Tras devolver las cartas donde las había encontrado, Abner Marsh se levantó y recorrió el camarote a la busca de algo más, de algo importante. No encontró nada; ropa en los cajones, la horrible bebida de York en su sitio, trajes colgados en el armario, y libros por todas partes. Miró los títulos de los volúmenes que había junto a la cama: uno era de poemas de Shelley y el otro una especie de libro de medicina del que apenas entendió una palabra. En las estanterías encontró más de lo mismo: mucha ficción y poesía, gran cantidad de historia, libros de medicina, filosofía y ciencias naturales, un viejo y polvoriento tomo sobre alquimia y un estante completo de volúmenes en lenguas extranjeras. Había algunos libros sin título, encuadernados a mano en cuero bellamente repujado y páginas en los bordes en oro, y Marsh sacó uno con la esperanza de que fueran éstos el diario que andaba buscando y que le daría la respuesta a sus preguntas. Pero, aunque lo fuera, no le sería posible leerlo; las palabras pertenecían a un código ilegible y grotesco, y la mano que las había escrito no era precisamente la de Joshua puesto la escritura no mostraba los rasgos airosos de la de éste, sino otros apretados y minúsculos.

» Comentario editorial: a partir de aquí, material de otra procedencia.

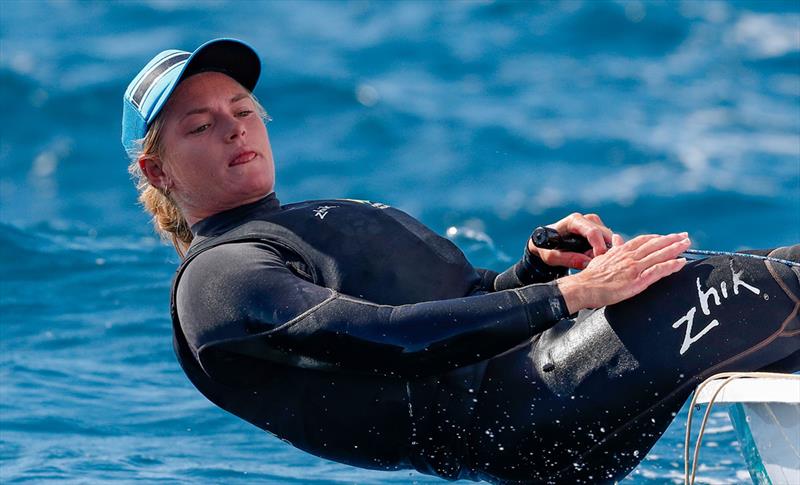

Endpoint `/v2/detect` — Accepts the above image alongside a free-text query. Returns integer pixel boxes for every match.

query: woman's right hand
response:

Marsh recorrió el camarote una última vez para asegurarse de que no había pasado nada por alto y, finalmente, se decidió a salir casi tan ignorante como había entrado. Introdujo la llave en la cerradura, le dio la vuelta con cuidado, apagó la lámpara, salió y volvió a cerrar la puerta tras sí. Fuera hacía un poco de frío, y Marsh advirtió que estaba empapado de sudor. Deslizó la llave en el bolsillo del tabardo y se volvió para irse.